Torno a scrivere dopo qualche settimana di vicende che, se si trattasse di una partita di calcio, sarebbero al cardiopalma. In questi giorni ci sono stati continui capovolgimenti di fronte, tra due candidature opposte (Marini vs Prodi) e la successiva rielezione di Napolitano (che della casta è espressione da sempre), il secondo governo di scopo, stavolta pienamente politico, tra PD e PdL, con a capo il nipote del factotum di Berlusconi e come vice un suo avvocato.
L’alleanza tra PD e PdL è un trait d’union della politica di partito di Berlusconi, a cui teneva fin da prima della discesa in campo, ma è stata propiziata dal progressivo autoallontanamento del suo nemico di sempre, quello che chiama la tessera numero uno del PD, e alla cui residenza fiscale svizzera allude quando parla di meritarsi una medaglia per tutte le tasse pagate dal gruppo Fininvest.
E poi ci sono stati altri colpi di scena: per esempio il primo ministro nero, zittito dai fatti di Milano, ed è cronaca di questi giorni, dove un picconatore ghanese fa tre morti e dimostra nei fatti ai populisti di sinistra che per essere impiegato pubblico bisogna aver studiato, e che l’analfabetismo anche se di colore non va premiato mai.
O come la presidente della Camera, che manda la polizia a casa di un giornalista per una foto nature che ritrae altra donna, presumibilmente non italiana.
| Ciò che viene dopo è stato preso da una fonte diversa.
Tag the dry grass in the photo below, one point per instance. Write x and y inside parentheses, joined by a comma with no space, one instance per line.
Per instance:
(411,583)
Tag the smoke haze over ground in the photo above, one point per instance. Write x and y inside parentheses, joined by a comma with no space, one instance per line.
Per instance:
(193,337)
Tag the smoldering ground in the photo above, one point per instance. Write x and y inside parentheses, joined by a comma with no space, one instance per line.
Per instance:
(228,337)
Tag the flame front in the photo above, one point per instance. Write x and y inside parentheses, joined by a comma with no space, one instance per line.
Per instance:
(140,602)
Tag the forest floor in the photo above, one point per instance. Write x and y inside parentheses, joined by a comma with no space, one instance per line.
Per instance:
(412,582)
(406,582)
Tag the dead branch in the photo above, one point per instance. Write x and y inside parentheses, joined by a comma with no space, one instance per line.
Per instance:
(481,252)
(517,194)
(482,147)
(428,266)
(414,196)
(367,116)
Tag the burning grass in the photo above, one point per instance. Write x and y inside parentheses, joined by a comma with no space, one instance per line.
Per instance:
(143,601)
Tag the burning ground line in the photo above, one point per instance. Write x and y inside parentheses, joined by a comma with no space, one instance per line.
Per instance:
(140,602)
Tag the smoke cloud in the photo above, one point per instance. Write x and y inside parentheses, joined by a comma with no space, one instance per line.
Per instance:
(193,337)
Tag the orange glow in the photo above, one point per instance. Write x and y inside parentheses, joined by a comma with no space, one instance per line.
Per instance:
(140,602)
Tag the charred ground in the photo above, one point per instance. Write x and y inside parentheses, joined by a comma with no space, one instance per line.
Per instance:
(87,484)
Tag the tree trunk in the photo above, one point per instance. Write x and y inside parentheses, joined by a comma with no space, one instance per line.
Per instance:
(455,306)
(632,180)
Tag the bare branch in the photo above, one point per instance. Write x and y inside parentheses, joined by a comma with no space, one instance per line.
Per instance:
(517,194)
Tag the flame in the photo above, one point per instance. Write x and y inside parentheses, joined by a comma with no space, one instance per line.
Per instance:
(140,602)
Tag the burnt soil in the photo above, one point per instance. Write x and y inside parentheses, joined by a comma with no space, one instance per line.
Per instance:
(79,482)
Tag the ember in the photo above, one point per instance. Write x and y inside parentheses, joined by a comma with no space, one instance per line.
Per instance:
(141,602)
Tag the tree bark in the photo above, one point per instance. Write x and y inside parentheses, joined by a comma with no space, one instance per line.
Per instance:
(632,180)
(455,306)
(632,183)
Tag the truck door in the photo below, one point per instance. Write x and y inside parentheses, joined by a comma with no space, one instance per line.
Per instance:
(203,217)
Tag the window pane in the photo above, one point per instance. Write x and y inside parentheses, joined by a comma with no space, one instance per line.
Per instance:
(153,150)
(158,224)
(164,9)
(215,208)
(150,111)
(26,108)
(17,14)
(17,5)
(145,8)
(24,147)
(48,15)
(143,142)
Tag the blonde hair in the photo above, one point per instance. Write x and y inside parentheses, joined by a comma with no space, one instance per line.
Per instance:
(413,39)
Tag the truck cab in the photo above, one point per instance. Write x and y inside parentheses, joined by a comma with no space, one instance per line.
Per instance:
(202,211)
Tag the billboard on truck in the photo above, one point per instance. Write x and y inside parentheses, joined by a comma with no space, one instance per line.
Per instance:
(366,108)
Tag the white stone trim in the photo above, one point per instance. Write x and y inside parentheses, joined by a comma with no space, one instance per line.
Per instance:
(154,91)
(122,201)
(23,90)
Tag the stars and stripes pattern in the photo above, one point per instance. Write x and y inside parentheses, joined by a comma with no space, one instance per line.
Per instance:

Cosa che nemmeno la Merkel, oggetto di simile scherzo pochi giorni prima, ha avuto in mente di intraprendere nei propri confini.
E’ particolare il caso della Boldrini: coloro che ha aiutato in passato rimangono lì, in attesa di altro aiuto. Un aiuto che le ONLUS offrono con i nostri soldi da almeno trent’anni, e che non produce il risultato di avere nazioni africane che camminano con le proprie gambe, un aiuto cioè che si autogenera, malato, anziché eliminare la propria necessità.
E grazie a questa taumaturgia alla rovescia, attraverso il cui profluvio legittimante il bambino povero non rinuncia alla propria corona di spine, chi aiuta nelle modalità che ho descritto assume responsabilità di potere e teorizza la non criticabilità da parte del corpo elettorale del proprio operato, ovvero la propria impunità.

Ma la Boldrini è lì come foglia di fico di un’alleanza PD-SEL che non aveva probabilità di sfociare in un governo. SEL senza quell’alleanza non sarebbe mai entrata in Parlamento; il PD dal canto suo sin dai tempi dell’alleanza veltroniana con l’IDV sa che porta voti ai suoi alleati, sa cioè che l’alleanza con SEL avrebbe tolto un po’ di voti al Movimento 5 Stelle.
In altre parole, quello che sto dicendo è che ciò che la base del PD immaginava su Renzi (che tatticamente s’è messo apertamente su una posizione di non alleanza con il PdL) è stato compiuto, con Monti prima e con Letta poi, dalla “classe dirigente”, ossia dalla casta derogante e inamovibile piddina.

In tutto questo, come ragionano gli italiani che hanno deciso di non emigrare? Semplice: hanno visto che i grillini sono semplicemente dilettanti allo sbaraglio, che Grillo per quanto bravo nel comandare non ha legittimazione sul centinaio e passa dei suoi parlamentari, che la democrazia interna del M5S è risibile. In altre parole, l’unica risposta con sommo smacco per chi scrive è sempre la stessa, e spiega in parte l’accelerazione dei processi che la vedono imputata.